Depuis la création de leur village, au XIIème siècle, les Tranchais, faute de port, n’ont jamais été des marins embarqués. 
Leur environnement se limitait à une étroite presqu’ile de sable balayée par les vents, isolée entre l’océan et les marais inondés
une grande partie de l’année reliée au continent par un étroit cordon dunaire au sud de Jard. 
Jusqu’à la fin du XIXème siècle, époque où furent stabilisées les dunes par la plantation des oyats et des pins maritimes,
 leurs récoltes étaient à la merci des tempêtes de sable qui submergeaient en toutes saisons les terrains cultivés et les habitations. 
Ils durent créer un mode de vie basé sur l’autarcie pour survivre dans ce milieu hostile. 

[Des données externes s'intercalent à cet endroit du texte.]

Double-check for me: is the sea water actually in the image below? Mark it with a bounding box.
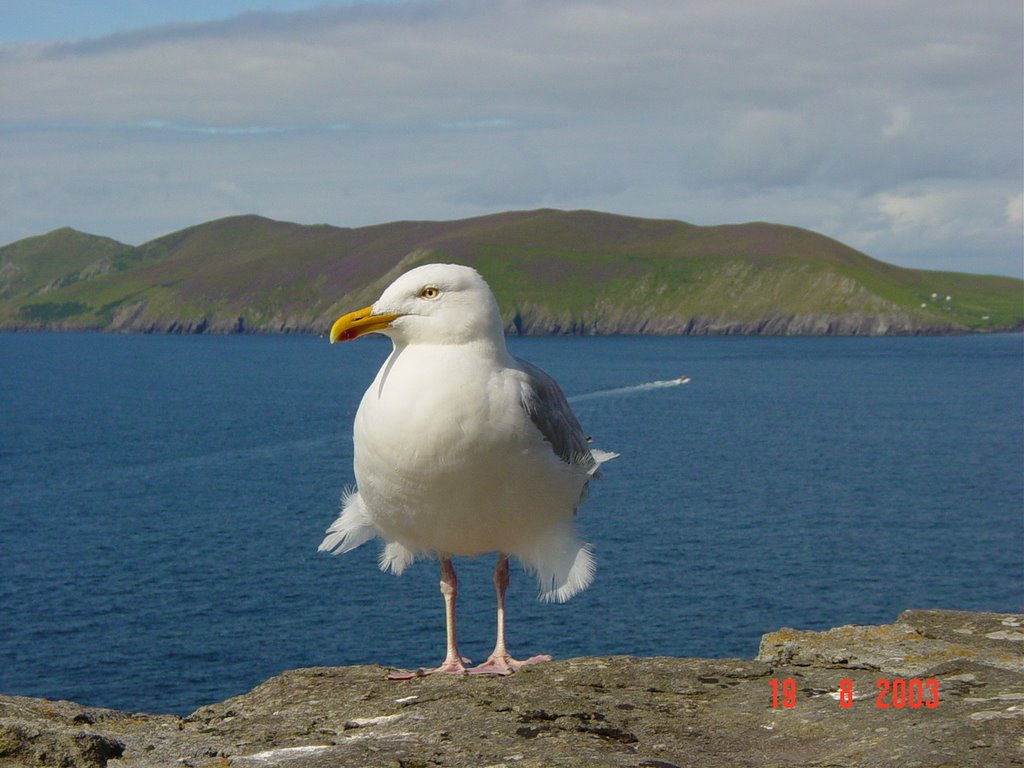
[0,334,1024,714]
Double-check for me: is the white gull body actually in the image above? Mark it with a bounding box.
[319,264,614,674]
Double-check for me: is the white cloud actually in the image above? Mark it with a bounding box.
[0,0,1024,272]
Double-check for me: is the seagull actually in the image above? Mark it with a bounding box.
[319,264,617,679]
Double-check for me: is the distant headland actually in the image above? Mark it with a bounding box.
[0,209,1024,336]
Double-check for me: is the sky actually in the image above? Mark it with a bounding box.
[0,0,1024,276]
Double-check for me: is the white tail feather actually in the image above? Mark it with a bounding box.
[316,489,377,555]
[512,522,597,603]
[377,542,417,575]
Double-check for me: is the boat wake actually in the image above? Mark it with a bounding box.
[568,376,690,402]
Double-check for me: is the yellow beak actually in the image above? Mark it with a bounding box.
[331,306,401,344]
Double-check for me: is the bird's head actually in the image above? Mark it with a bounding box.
[331,264,502,344]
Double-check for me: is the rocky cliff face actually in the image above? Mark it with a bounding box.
[0,610,1024,768]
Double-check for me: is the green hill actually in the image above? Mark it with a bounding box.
[0,210,1024,334]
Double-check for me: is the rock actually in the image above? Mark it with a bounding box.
[0,610,1024,768]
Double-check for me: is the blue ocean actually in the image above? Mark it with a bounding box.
[0,334,1024,714]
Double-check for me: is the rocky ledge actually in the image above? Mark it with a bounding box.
[0,610,1024,768]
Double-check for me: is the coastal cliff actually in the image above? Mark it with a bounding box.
[0,210,1024,336]
[0,610,1024,768]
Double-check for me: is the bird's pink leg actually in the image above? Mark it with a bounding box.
[468,552,551,675]
[387,555,468,680]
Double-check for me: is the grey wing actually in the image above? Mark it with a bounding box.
[515,357,596,471]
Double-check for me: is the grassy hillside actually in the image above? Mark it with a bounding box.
[0,210,1024,333]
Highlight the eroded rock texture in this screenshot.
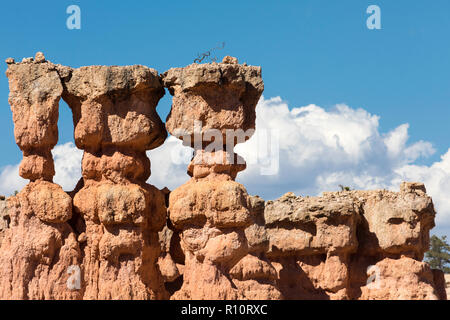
[163,59,281,299]
[0,54,81,299]
[264,183,442,299]
[63,66,167,299]
[0,53,446,299]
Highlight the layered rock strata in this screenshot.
[63,66,167,299]
[264,183,444,299]
[163,59,281,299]
[0,53,82,299]
[0,53,446,299]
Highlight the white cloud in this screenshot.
[0,142,83,196]
[52,142,83,191]
[147,136,193,190]
[0,97,450,235]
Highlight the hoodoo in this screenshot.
[0,53,446,300]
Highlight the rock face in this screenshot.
[264,183,441,299]
[163,59,281,299]
[63,66,167,299]
[0,197,11,248]
[0,53,442,299]
[0,55,81,299]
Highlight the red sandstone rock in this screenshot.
[0,189,82,299]
[0,53,446,299]
[63,66,167,299]
[163,58,281,299]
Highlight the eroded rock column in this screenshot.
[163,57,280,299]
[0,53,81,299]
[63,66,167,299]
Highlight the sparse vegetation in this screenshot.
[194,42,225,63]
[339,184,352,191]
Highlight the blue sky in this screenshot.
[0,0,450,238]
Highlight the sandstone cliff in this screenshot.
[0,53,446,299]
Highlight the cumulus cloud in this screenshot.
[0,97,450,234]
[0,142,83,195]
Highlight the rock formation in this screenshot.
[0,53,446,299]
[264,183,442,299]
[163,59,281,299]
[0,54,81,299]
[63,66,167,299]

Leur quotidien se résumait à une lutte permanente contre les éléments et en bons « paysans de la mer », s’écoulait au rythme des marées. 
La récolte des crustacés et des coquillages et les poissons pêchés dans les écluses ou au filet représentaient leur base alimentaire. 
Faute de pacage, l’élevage familial était réduit à un porc, nourri de pommes de terre avariées,
 abattu chaque année à l’automne et à quelques volailles. 
La capture de canards plongeurs au filet, les macreuses, constituait l’essentiel de leur apport en viande. 
La création d’un territoire cultivable dans ce sable aride relevait du défi. 
Comme tous les peuples du rivage d’origine celte, ils utilisèrent les algues qui poussaient sur le littoral, appelé localement le « sart », comme engrais pour fertiliser leurs terres et en faire des jardins luxuriants. 
La « pierre de mer» extraite à la pioche du rocher du Grouin était transportée à chaque retour de marée pour construire les habitations
et les charpentes étaient faites de bois d’épave ramassé sur la laisse de la mer. 
Nous vous proposons de découvrir en images comment, grâce à leurs capacités à exploiter les multiples richesses de l’estran,
 ces hommes assurèrent pendant des siècles la survie de leurs familles.